The origins of our Congregation can be traced back to a log cabin in Monroe, Michigan. There Reverend Louis Florent Gillet, a Redemptorist missionary, having searched in vain for religious to teach the spiritually and educationally abandoned immigrants on the Michigan frontier, resolved to found a community of Sisters of his own. In 1845, shortly after settling into the newly constructed St. Anthony Church, in Monroe, Father Gillet was joined by Sister Theresa Maxis. Thus, the humble beginnings of the Sisters, Servants of the Immaculate Heart of Mary began to take root at the hands and hearts of these two founders, who were on fire with love of God and love of neighbor.
On November 10, 1845, Father Gillet officially welcomed three women, Mary Theresa Maxis, who became Mother M. Theresa, Charlotte Ann Schaaf, (Sister M. Ann), and Therese Renauld, (Sister M. Celestine) to begin a community based on the spirit of St. Alphonsus Liguori. Father Gillet envisioned an educational apostolate conducted by women religious who would give witness to prayerfulness, simplicity, forgetfulness of self, humility, and a deep love and respect for each individual soul.

With people on the prairie starved for spiritual meaning and instruction, the original community of sisters called to serve the people of God thrived and expanded to many new geographic locations and instructional settings. Mother Maria Alma, our tenth Mother General, tells us: “The tiny seed planted in 1845, in the unpromising soil of pioneer Michigan, had become a great tree whose branches spread within three separate sections of our country, sheltered within their shadow, thousands of souls under the care of the Sisters, Servants of the Immaculate Heart of Mary (IHM).”

The nineteenth century saw the rise of immigration to several industrial centers creating an increasing need and demand for services, including basic education, religious instruction and meeting spiritual as well as physical needs. With parishes forming at the rate of nearly one a month, the fourth Bishop of Philadelphia, John Neumann looked to staff the associated parochial schools in his expanding diocese with teachers from religious communities. The newly formed IHM Sisters agreed to staff Saint Joseph School in Susquehanna, PA, formerly taught by the Holy Cross Sisters.
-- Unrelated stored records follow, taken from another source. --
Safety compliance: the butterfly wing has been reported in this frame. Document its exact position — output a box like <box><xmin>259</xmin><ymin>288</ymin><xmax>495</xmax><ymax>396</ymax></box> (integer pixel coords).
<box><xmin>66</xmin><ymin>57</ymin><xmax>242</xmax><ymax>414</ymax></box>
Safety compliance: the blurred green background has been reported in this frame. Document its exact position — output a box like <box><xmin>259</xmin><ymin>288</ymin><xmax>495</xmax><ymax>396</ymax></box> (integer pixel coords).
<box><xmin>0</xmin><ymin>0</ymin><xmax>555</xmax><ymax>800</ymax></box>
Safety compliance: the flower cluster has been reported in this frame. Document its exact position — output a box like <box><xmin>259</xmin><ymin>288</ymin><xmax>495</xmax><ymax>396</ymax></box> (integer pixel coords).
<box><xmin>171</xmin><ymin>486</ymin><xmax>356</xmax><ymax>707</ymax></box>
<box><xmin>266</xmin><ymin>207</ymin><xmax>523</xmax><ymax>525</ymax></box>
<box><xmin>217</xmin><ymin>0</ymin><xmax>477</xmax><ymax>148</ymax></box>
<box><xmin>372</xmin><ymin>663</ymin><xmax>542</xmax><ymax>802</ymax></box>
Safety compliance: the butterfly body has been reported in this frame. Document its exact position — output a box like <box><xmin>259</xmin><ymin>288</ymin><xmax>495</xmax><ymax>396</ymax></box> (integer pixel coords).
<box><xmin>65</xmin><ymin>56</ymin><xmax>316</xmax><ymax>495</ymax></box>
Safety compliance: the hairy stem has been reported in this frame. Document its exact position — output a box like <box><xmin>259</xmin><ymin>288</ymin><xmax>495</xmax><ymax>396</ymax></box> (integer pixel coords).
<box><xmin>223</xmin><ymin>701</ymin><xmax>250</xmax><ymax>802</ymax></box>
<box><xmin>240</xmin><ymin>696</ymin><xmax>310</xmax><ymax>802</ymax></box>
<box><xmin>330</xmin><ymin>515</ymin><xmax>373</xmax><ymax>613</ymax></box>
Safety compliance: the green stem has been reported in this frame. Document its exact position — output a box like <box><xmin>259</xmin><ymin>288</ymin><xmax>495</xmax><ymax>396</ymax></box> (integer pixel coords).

In 1859, a second mission was undertaken in Reading, PA, and in a short time, many applicants, having come to know the IHMs through this early formation, sought to join the community. This resulted in a new site for the Motherhouse in what is now St. Peter’s Parish, Reading. The third and final division of the Congregation came in August 1871, when The Most Reverend William O’Hara, Ordinary of the newly formed Diocese of Scranton (1868), asked a number of the Sisters already teaching within the diocesan limits to form a new Motherhouse located in Scranton, PA.

Because of the increased number of Sisters in the Reading Motherhouse, the formation building was transferred to West Chester, PA, in 1872. There it remained until 1966, when the present Motherhouse, Villa Maria House of Studies, was built at Immaculata, PA. Today approximately over 500 Sisters comprise the Immaculata branch of the Sisters, Servants of the Immaculate Heart.

The Sisters minister in the Congregation’s corporate apostolate of Catholic education on all levels as well as in catechetical, pastoral, hospital and prison ministries, parenting programs, adult spirituality programs, counseling, literacy instruction, care of the elderly, infirm and immigrants, retreat work and campus ministry. In their lives and in their work, the Sisters strive to continue to offer Praise, Love, and Thanksgiving as they carry out the Gospel mandate of Jesus, the Redeemer, to go and teach all nations.